Well... the birding gods decided I was worthy of a good bird after a fair dry spell.  I have mixed feelings about being away for field work because I am in a part of BC that has great potential for rarities, but I consistently miss all sorts of rarities on my home turf.  My feelings get heavily swayed towards field work when I strike pay dirt, which is exactly what happened yesterday (May 21).

I finished up my bird surveys at around 10 a.m. and put in a couple extra hours looking for amphibians and reptiles, then I decided to attempt to show my field assistant, Alexis, some Bobolinks.  I was surprised to find Bobolinks just outside Edgewood during my first field season in the area four years ago, but I later learned the local birding community was well aware of their presence.  After checking a couple fields and striking out, I decided we would head down Ferret S Rd. (not found on Google Maps, actually) which passes another suite of suitable Bobolink fields.  Eventually we managed to get views of a half-dozen Bobolinks making their amazing, bubbly songs, often as part of an aerial display.  Already reeling from the awe of the Bobolinks, we heard a Long-billed Curlew in the distance and then found a Lewis' Woodpecker in a dead-topped cottonwood near the meandering creek that winds through the area.  In an adjacent cottonwood, I was able to look up and have a Western Tanager, Bullock's Oriole and Western Kingbird in the same field of view.  I would have left a very happy camper at that point, but then the bomb dropped.

As I drove along, I noticed a sparrow flying parallel with the road.  I thought it might be a Clay-coloured and just wanted to confirm that identification.  It was playing coy so I stopped the truck and got out to track it easier.  I eventually got nice looks at what was indeed a Clay-coloured Sparrow.  It landed in a pile of brush at the roadside where I directed Alexis to its location.  As we watched it, a black-and-white bird popped up.  I said "It's a Bobolink!"  We didn't have really close views before, so this was going to be a treat.  The bird was obscured by a few branches, so I took several steps to one side to get a clear shot.  Then I realized the bird didn't have that golden-yellow nape patch that makes a Bobolink so distinct.  It was a male Lark Bunting! That's right... LARK BUNTING!  I dropped some expletives and told Alexis to keep an eye on the bird while I bolted to get my work camera.  I did a 100 metre dash to the truck and back and managed to snap off a few record shots and watch the bird for another half-minute before it flew to a fence post in the field.  As it flew, I noted the nice white corners of the tail.  Fantastic!  This was a bird I had always dreamed of finding in BC!

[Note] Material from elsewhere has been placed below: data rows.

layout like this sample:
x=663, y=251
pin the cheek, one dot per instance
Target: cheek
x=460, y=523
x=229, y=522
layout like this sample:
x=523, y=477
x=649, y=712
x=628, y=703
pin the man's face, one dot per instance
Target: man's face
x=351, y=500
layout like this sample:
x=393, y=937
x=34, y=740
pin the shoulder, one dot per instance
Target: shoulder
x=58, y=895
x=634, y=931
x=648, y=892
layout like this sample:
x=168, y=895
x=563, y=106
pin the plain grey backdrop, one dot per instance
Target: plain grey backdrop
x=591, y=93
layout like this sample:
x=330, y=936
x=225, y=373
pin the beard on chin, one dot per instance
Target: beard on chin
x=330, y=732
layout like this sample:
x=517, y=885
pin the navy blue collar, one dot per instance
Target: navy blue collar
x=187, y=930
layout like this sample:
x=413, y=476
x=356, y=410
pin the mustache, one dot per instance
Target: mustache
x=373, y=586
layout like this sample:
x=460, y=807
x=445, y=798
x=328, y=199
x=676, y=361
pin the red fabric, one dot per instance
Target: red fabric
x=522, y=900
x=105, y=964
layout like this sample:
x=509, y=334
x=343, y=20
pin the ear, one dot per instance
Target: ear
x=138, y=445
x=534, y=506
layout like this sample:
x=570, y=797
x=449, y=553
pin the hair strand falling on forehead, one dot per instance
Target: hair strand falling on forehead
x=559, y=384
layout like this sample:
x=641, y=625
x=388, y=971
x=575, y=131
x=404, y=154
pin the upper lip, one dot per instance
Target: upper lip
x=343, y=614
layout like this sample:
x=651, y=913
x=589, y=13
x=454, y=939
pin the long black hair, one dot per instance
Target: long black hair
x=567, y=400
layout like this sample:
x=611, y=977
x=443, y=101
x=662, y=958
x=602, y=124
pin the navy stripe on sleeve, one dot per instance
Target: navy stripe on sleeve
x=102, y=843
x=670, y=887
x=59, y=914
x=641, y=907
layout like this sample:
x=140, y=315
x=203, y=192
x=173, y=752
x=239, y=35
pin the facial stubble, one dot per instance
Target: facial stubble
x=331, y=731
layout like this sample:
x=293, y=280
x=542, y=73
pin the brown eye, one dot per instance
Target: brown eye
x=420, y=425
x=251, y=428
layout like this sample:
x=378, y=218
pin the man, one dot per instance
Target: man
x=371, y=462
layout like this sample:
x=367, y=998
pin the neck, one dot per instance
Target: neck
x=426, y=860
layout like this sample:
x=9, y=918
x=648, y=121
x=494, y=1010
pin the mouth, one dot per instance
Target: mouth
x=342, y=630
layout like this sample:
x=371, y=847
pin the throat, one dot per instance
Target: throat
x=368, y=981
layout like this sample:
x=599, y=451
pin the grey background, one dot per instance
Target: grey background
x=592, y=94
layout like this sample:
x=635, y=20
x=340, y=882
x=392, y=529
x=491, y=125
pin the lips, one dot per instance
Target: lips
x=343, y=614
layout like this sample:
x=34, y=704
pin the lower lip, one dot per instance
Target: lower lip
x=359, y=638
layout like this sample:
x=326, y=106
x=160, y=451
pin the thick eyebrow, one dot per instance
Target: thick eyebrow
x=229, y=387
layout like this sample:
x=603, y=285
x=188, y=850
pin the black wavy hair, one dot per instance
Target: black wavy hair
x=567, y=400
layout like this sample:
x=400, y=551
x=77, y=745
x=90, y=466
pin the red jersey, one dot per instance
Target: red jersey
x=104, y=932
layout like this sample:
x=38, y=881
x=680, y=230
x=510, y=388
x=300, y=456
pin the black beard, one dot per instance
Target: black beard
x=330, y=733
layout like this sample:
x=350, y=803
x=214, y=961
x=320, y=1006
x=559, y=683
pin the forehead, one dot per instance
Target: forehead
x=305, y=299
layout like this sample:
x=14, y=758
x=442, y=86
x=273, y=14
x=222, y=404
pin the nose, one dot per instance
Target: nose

Bobolink is the only bird you could possibly confuse with a male Lark Bunting... unless you're special and think it's a terrestrial Pigeon Guillemot!

Several features distinguish this Lark Bunting from a Bobolink.  It's not a tricky identification!  Note the lack of a golden-yellow nape, the white is limited to the wings, and the bill is large like a grosbeak and slightly blue-grey.

If anyone happens to see this and is passing through the area and wants to look for the bird, here is a map showing the area:

View Lark Bunting Sighting - May 21, 2013 in a larger map

Surprisingly, Lark Bunting has more than 25 previous records in British Columbia!  I thought this sighting was comparable to my 2009 sightings of Northern Parula and Chestnut-collared Longspur during the same project, but those two have fewer than 20 records apiece.  Regardless of such tedious and unnecessary comparisons, this medium rare bird sure added a little spice to an already amazing day!  What else is out there waiting for someone to find?!?